Link Extraction Finds Too Few Links¶
Common causes:
- the links are outside the starting URL's host
- the links appear only after scrolling or JavaScript interaction
include_link_patternsis too restrictive- the page uses buttons or client-side routes instead of anchor tags
- the section requires authentication
Try shallow extraction first on the exact page where you can see the links. If that works, switch to deep extraction with the same filters.

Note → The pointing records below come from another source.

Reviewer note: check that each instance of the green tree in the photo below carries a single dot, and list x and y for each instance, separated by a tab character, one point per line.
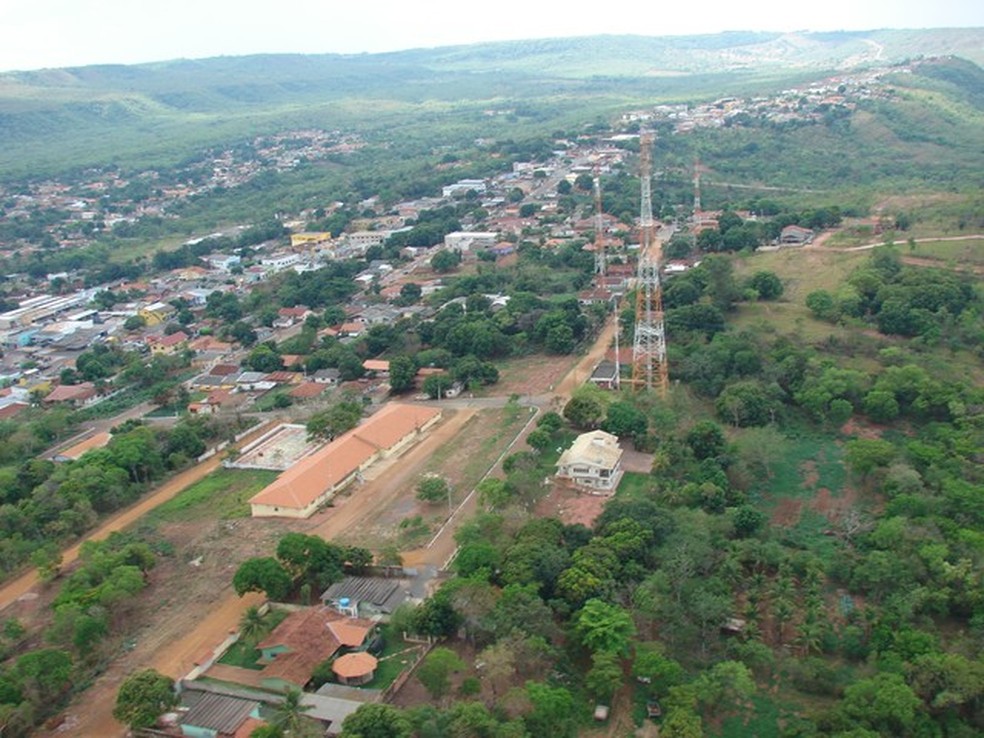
539	439
264	574
553	712
822	304
433	489
403	373
884	703
605	677
336	420
766	284
602	626
251	625
143	697
376	720
437	385
436	670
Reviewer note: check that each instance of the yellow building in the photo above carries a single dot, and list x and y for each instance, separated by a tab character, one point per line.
309	238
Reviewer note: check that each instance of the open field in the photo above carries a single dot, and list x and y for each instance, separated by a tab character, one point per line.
462	461
222	495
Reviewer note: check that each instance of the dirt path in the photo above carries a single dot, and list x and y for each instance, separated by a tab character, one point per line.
817	245
443	546
387	481
27	581
582	370
92	716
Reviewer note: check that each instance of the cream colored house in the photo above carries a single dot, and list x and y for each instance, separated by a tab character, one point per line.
594	462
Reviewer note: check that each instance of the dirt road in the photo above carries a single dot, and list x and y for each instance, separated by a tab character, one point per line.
27	581
387	480
443	545
93	716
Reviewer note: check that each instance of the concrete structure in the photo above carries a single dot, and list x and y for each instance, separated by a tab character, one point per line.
167	345
796	235
369	597
217	715
605	375
310	238
303	640
314	481
355	669
462	186
594	462
468	241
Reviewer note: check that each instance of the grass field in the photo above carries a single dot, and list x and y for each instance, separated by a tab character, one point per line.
634	485
245	655
958	253
225	492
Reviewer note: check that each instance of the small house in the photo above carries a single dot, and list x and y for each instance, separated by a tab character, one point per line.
594	462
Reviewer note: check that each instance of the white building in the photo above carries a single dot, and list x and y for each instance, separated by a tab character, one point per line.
279	261
462	186
594	462
467	241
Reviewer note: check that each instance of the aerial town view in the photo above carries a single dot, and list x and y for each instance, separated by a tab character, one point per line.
414	377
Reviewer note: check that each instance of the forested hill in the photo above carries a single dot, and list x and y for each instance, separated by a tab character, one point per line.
134	115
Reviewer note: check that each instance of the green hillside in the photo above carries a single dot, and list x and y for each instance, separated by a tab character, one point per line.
55	120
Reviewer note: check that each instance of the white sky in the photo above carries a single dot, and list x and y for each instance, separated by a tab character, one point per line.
56	33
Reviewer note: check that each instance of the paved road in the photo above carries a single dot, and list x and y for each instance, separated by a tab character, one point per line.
93	716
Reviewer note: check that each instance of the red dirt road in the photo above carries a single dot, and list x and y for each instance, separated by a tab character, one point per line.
92	716
27	581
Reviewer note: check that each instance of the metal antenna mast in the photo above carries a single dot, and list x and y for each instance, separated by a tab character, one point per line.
600	261
649	368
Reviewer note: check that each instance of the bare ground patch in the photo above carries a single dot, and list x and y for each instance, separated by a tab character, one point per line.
810	474
571	506
787	512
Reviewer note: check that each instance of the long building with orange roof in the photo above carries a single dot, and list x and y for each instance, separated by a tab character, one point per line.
314	480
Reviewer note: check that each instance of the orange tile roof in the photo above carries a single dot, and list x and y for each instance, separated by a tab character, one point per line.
353	665
312	476
306	390
9	411
309	637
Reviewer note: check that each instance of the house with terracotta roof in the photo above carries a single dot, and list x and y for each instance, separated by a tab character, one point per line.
303	640
379	367
308	391
314	480
167	345
72	394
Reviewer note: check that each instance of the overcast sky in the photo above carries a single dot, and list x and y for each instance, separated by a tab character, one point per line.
57	33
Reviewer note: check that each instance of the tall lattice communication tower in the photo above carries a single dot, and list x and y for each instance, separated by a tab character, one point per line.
696	189
600	257
649	368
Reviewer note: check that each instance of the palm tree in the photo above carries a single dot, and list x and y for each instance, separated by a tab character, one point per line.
251	625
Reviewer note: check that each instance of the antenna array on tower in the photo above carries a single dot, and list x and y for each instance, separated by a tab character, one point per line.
649	368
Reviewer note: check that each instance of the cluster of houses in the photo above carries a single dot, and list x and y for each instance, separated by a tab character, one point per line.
343	630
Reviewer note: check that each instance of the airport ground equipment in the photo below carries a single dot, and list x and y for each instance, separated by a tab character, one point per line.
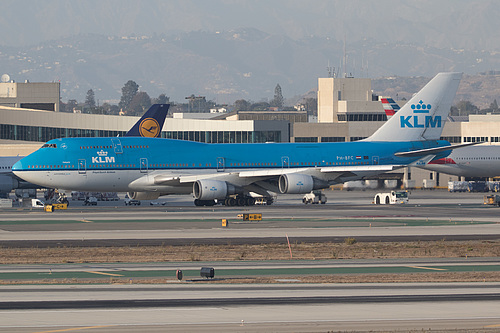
458	186
130	202
478	186
90	201
493	199
314	197
207	272
392	198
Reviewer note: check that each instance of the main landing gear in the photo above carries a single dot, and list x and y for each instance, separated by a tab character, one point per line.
235	201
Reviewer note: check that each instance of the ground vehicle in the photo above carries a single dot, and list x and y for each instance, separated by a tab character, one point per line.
37	203
394	197
314	197
130	202
90	201
158	203
493	199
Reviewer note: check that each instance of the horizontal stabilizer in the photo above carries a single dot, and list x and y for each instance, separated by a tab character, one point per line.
429	151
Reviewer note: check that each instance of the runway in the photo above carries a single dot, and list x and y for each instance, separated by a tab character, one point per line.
431	215
251	308
282	306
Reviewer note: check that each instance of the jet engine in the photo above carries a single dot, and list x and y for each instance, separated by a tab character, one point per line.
208	189
143	195
299	183
7	184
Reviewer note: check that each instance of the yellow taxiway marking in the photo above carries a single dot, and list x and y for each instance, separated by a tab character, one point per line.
431	268
76	329
102	273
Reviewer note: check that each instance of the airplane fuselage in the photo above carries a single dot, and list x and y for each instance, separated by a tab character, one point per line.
474	161
129	163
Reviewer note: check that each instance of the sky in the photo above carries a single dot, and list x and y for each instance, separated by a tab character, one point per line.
447	23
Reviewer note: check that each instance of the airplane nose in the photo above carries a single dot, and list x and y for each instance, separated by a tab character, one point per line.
18	166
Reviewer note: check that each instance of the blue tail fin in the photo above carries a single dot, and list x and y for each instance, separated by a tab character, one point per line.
151	122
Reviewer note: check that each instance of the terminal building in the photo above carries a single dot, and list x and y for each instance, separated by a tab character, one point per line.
348	110
29	95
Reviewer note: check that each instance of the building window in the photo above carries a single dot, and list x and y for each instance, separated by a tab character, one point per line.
306	139
333	139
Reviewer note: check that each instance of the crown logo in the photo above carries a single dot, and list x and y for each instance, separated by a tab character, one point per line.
421	107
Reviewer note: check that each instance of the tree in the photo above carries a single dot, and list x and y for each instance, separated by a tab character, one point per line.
162	99
129	91
140	103
90	99
278	97
110	109
242	105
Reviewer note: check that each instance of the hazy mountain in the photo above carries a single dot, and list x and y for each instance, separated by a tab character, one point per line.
231	49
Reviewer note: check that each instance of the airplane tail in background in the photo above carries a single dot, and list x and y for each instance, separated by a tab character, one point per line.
151	122
423	116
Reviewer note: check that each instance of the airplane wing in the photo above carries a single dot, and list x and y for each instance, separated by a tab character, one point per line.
433	151
330	175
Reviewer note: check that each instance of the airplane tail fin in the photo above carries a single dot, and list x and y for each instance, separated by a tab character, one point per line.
151	122
423	116
390	107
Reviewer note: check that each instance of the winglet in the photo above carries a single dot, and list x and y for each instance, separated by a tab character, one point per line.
423	116
151	122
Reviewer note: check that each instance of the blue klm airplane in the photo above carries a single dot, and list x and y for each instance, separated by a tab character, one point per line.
148	167
148	125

For lazy-loaded pages, enable human behavior simulation:
from onecrawler import CrawlerSettings, HumanBehaviorSettings
settings = CrawlerSettings(
enable_human_behaviors=True,
human_behavior_settings=HumanBehaviorSettings(max_scrolls=30),
)
Some links are not real anchors
Pages that navigate with buttons, forms, or client-side router state may not expose normal <a href> links. Those pages may need custom handling outside generic link extraction.

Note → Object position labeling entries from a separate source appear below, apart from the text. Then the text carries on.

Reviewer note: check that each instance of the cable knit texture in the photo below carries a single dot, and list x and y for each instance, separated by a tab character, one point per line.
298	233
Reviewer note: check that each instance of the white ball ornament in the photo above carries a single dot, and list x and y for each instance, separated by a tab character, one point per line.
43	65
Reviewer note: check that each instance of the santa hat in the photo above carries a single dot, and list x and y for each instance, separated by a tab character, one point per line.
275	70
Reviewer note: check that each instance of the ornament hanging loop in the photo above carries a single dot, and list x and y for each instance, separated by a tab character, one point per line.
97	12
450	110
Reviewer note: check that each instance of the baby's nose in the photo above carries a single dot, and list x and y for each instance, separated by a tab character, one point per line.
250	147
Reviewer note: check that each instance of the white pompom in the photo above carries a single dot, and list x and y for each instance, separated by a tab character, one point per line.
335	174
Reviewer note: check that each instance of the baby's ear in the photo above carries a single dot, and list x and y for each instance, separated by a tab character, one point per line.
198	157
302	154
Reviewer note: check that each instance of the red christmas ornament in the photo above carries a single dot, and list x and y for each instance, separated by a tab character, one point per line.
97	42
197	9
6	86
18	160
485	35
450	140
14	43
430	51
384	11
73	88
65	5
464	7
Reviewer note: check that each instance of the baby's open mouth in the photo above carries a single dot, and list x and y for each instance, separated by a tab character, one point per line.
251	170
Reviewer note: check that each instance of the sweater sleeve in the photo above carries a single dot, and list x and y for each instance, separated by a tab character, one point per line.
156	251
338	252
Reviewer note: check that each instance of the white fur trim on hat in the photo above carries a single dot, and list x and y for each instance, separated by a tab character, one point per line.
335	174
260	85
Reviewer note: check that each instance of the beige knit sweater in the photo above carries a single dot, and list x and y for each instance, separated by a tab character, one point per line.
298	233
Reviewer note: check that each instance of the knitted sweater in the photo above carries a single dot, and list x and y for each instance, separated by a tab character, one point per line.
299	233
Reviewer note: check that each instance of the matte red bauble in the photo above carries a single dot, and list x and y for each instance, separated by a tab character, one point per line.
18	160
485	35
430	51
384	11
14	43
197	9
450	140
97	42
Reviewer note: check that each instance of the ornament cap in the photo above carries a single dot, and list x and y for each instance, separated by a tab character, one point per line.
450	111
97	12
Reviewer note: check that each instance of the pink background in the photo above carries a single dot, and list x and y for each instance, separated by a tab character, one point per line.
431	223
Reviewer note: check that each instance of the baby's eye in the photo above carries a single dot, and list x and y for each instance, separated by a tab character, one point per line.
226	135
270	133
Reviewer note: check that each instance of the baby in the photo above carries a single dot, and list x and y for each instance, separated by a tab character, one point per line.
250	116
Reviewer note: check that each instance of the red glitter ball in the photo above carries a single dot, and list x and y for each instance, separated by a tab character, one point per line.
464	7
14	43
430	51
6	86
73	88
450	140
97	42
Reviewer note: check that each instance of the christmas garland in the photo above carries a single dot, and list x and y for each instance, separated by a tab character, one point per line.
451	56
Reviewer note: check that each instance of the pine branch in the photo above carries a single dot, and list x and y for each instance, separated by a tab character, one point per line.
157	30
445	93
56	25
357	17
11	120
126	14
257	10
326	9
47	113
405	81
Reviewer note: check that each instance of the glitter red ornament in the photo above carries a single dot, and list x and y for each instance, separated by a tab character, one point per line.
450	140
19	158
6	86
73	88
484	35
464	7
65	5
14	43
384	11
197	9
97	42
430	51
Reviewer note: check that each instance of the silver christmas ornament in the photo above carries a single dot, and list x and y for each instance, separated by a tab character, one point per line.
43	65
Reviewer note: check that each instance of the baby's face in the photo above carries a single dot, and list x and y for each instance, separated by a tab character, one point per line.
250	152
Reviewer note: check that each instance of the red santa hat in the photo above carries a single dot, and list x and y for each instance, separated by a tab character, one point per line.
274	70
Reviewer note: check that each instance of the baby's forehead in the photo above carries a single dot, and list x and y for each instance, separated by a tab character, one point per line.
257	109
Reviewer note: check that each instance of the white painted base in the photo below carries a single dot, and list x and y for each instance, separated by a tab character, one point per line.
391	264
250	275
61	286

Playwright Browser Errors¶
Install browser binaries:
In containers:
If browser launch fails in CI, check sandbox restrictions and system libraries. The default launch args include --no-sandbox, but some environments still need Playwright's dependency installer.
Verify Playwright separately
Before debugging crawler code, run a tiny Playwright script or browser install check in the same environment. That isolates dependency problems from crawler configuration problems.
Scraping Returns None¶
None means the page could not be fetched, did not contain extractable content, or the extraction strategy failed.
Try:
- open the URL in a browser and confirm it returns content
- increase
request_timeout - lower
concurrency - use browser-backed scraping for JavaScript-rendered pages
- inspect whether the target blocks automated requests
- retry with
scraping_output_format="json"for easier debugging
For batch jobs, persist failed URLs separately so you can retry them without running discovery again.
Check page type
Search pages, login pages, image galleries, and policy pages often return little or no article-like content. Filter them out with include_link_patterns.
GenAI Configuration Errors¶
If scraping_strategy="genai", you must provide genai settings and keep scraping_output_format="json".
settings = CrawlerSettings(
scraping_strategy="genai",
scraping_output_format="json",
genai=GenerativeAISettings(
provider="openai",
model_name="gpt-4o-mini",
api_key="YOUR_API_KEY",
output_schema=MySchema,
),
)
Use low concurrency for GenAI workflows to avoid provider rate limits.
GenAI failures may be provider-side
Rate limits, model availability, schema validation, and network failures can all look similar in batch logs. Capture failed URLs and error messages for retry.
Slow Crawls¶
Slow crawls usually come from browser overhead, target latency, retries, or simulated human behavior.
Improve throughput in this order:
- Prefer sitemap discovery over browser crawling.
- Narrow
include_link_patterns. - Disable human behavior simulation unless needed.
- Increase
concurrencygradually. - Reduce
link_extraction_limitto the batch size you actually need. - Save discovered URLs and scrape them in separate batches.
If failures rise as speed increases, back off. A slightly slower crawl with stable results is better than a fast crawl full of retries and missing pages.
Tune from narrow to broad
Start with one section, a small limit, and low concurrency. Increase scope only after results and error rates look healthy.
Rate Limits And Blocking¶
Symptoms include 403, 429, timeouts, or many empty pages.
Recommended response:
- lower
concurrency - increase
retry_delay - use a clear user agent
- respect robots.txt and site terms
- crawl narrower sections
- schedule jobs during quieter periods
Avoid treating blocking as only a technical problem. Production crawling should be predictable and respectful.
Respect target sites
Proxies, retries, and delays are operational tools, not permission to ignore robots.txt, terms, or rate limits.
GitHub Pages Markdown Does Not Render¶
Make sure the page is inside the published docs/ directory and has YAML front matter:
For a project site, set GitHub Pages to publish from the main branch and the /docs folder.